Website Hosting With Amplify Console

Following the theme of our previous post, “Static Website Hosting With CloudFormation“, I thought that before moving onto a radically different topic we could keep exploring alternative ways of reaching similar outcomes.

To no one’s surprise, there’s always multiple ways of doing the same thing on AWS. Options typically vary on pricing, functionality, ease of use, management overheard and more, so today we will be having a look at Amplify Console. The Amplify brand is all geared towards making web and mobile development as easy and streamlined as possible (the “umbrella” contains client side libraries, backend provisioning, hosting, CI/CD, CLI). So with Amplify Console we see their approach to hosting and CI/CD, in an easier and significantly less “hands-on” approach compared to having to roll out your deployment pipelines, buckets, SSL, etc.

The Application

Feel free to follow this step by step or use your own applications. In my case, I’ll be using the calculator app from the community built React applications that you can find on their site. The majority of the instructions would apply to any application with some exceptions needed for apps built using create-react-app.

Getting Started

Head over to the Amplify homepage and create a new app and choose “Host web app”

 

 

 

 

We’re now presented with a choice for our source code provider. In my case, I’ll be using CodeCommit but you can choose from the most common ones as well as manually uploading your application (which unless being a quick prototype, it kind of defeats the purpose). Depending on your provider of choice, you’ll need to accept and enable the various different permissions for the service to be able to read your repository as that’ll be needed in order to detect changes and pull the code.

 

The first bit of magic will come in after hitting the Next button. You might find there’s a slight delay and that’s because Amplify is looking into your repository in order to find build settings for your application or auto create one for you. Amplify will be able to detect and automatically create settings for most common setups. It’ll be able to see if you use NPM or YARN, React or Vue and even if you’re using a static site generator such as Hugo or Gatsby. You could be in luck and the auto generated settings don’t need any manual intervention but even if you need to change a value here or there, what’s presented to you will get you at least 80% of the way there.

 

After that, you’re presented with everything up to that point and you should be able to save your project. The service will bootstrap your application and it’ll start a new deployment, providing you with an unique URL (with SSL enabled) to access your site. There are also a number of settings on the left hand side menu such as domain management, notifications, access control (i.e setting a password for your site), monitoring, redirects and more. Let me know if you would like to dive deeper on those on future posts.

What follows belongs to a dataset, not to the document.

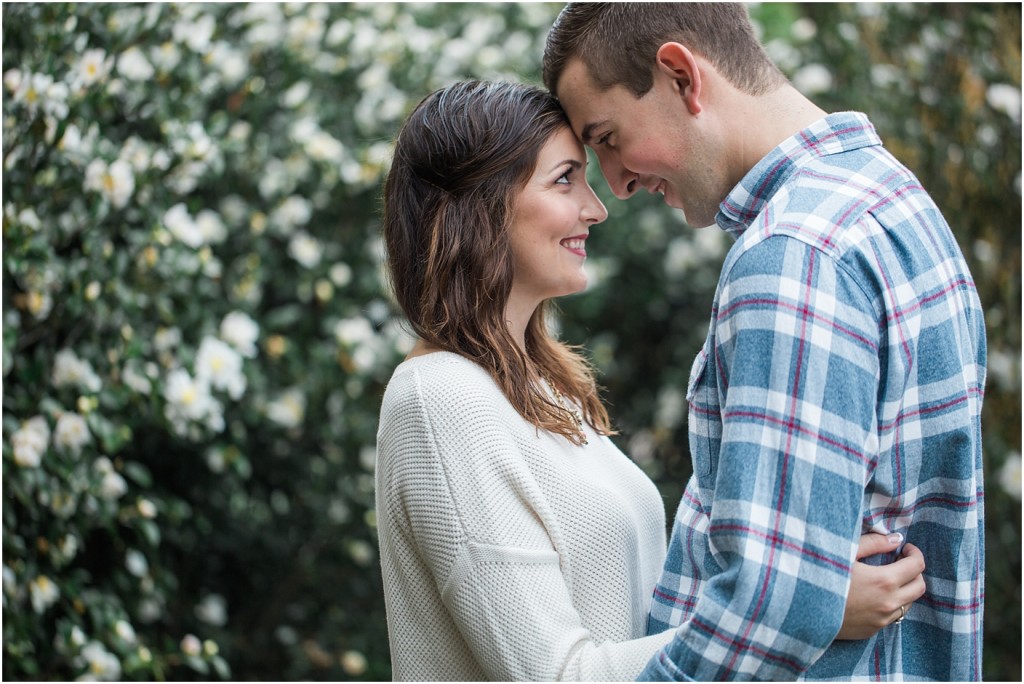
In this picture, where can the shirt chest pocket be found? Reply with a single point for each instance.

And that’s it! Your site should be up and running, a deployment pipeline is set up for you behind the scenes so any future changes that you make to the connected branch will trigger a new deployment.

 

A note on create-react-app

If you followed along with the same application or are using create-react-app for yours, you are going to see that things won’t work out of the box. I’ll list below the changes I made in order to have it running, however you could also make some adjustments within the actual build process to move files across.

Redirects

The index.html is located under the “public” folder as opposed to the root of the repository so a redirect rule was needed there.

 

Build Settings

Not much needed to change here except where our base directory is located. The create-react-app build process will save all its files under the “build” folder so I just needed to adjust that to reflect that difference.

 

Homepage

Finally, create-react-app uses the “homepage” value in your package.json to assume where your app lives. All I had to do there was setting it up as an empty value (“”).